Сборник "Босиком" — единственная соломинка, за которую он мог ухватиться, чтобы "всплыть на поверхность литературы". Она казалось то сулящей кое — какие, пусть неблизкие, "заманчивые перспективы" [605] , то "попыткой, заранее обреченной, почти наверняка, на неудачу" [606] . В сборник он включил 52 стихотворения из разных циклов о природе, главным образом "трубчевские". "Роза Мира", ставшая первоочередным незавершенным делом, продвигалась медленно. Но продвигалась почти ежедневно.
605
Письмо Г. Л. Гудзенко 22 сентября 1957.
606
Письмо Т. И. Морозовой 20 сентября 1957.
"Вечером, совершенно уже выдохнувшиеся, коротаем время у лампы, причем жена что-нибудь шьет или вяжет, а я читаю вслух Тагора или Диккенса" [607] , — сообщал он о дачной жизни.
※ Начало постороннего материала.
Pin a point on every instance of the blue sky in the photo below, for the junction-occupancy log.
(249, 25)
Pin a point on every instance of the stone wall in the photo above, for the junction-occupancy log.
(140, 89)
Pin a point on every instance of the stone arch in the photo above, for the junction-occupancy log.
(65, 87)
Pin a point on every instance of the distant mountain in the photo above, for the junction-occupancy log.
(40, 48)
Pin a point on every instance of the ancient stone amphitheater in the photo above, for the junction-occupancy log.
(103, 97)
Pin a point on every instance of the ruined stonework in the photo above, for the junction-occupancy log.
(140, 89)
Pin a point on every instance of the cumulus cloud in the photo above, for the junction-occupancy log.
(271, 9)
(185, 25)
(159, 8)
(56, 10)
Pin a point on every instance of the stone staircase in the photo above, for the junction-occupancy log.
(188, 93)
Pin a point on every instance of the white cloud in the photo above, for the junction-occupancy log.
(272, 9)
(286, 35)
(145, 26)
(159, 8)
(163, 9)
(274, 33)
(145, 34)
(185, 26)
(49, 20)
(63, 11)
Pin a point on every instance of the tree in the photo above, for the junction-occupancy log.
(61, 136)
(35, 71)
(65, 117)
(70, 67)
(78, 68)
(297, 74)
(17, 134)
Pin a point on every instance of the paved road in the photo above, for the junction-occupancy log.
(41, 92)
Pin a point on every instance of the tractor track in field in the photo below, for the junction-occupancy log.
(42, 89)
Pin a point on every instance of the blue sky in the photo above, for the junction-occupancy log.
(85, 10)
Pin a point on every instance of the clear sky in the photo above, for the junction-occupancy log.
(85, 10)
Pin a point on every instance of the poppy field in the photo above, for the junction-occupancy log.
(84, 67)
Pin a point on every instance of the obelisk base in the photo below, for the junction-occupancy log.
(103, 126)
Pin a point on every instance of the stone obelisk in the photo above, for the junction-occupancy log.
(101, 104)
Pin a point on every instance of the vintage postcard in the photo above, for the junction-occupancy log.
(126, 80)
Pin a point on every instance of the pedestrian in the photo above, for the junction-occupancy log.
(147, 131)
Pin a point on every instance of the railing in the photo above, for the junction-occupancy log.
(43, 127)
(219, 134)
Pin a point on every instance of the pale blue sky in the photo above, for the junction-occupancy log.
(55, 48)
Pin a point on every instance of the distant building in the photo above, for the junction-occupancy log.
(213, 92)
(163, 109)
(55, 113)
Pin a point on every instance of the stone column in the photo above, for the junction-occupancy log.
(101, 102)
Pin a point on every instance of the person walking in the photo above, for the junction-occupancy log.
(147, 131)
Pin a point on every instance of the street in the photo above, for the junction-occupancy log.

"Должен признаться, вообще, что настроение очень пониженное, депрессия, свойственная маниакально — депрессивн<ому>психозу, началась на этот раз в апреле и до сих пор не поддается преодолению, тем более что внешние обстоятельства мало ему способствуют. Работоспособность пониженная, т. е. все делаю плохо и медленно" [608] — писал он Юрию Пантелееву, после Института Сербского отправленному в Потьминский лагерь. Пантелееву, несмотря на безденежье, он послал деньги, извиняясь: "Простите меня, пожалуйста, за микроскопичность денежн<ого>перевода. Как только наладится работа и мы хоть немного вылезем из всех дыр, я с огромной, величайшей радостью постараюсь быть Вам полезен. Ведь Вы для меня — не просто знакомый, а один из немногих людей, с которыми, несмотря на различия во многом, завязались какие-то душевные нити, кажущиеся мне прочными и не случайными" [609] .
607
Письмо Г. Л. Гудзенко 22 сентября 1957.
608
Письмо Р. С. Гудзенкосентября 1957.
609
Письмо Ю. И. Пантелееву 25 сентября 1957.
Еще откровеннее письмо Морозовой: "Дорогая Татьяша, я не писал, главным образом, потому, что был загружен работой и каждый день после ее окончания был уже не способен ни на что.<…>Теперь на днях надо ехать к Чуковскому, но он живет в Переделкине, и я никак не могу собрать сил, необходимых на такую поездку. В Москве я за это время был один раз и потом едва донес ноги до Перловки. Все дела — комнатные, пенсионные и пр<очие>стоят на месте, т. к., живя в Перловке, двигать их невозможно. Тут мы пробудем, очевидно, числа до 10 окт<ября>, а куда двинемся потом — одному Богу известно — быть здесь дольше невозможно по вышеупомянутой причине. Алла получила работу, приносящую мало денег, но неимоверное количество хлопот, разъездов и т. п. Она героически пытается совместить рисование плакатов, поездки в Москву, живопись (иначе ее выставят из МОСХа), уход за мной и хозяйство. В последнем огромную помощь оказывает Ир<ина>Усова, но через несколько дней она возвращается в Москву.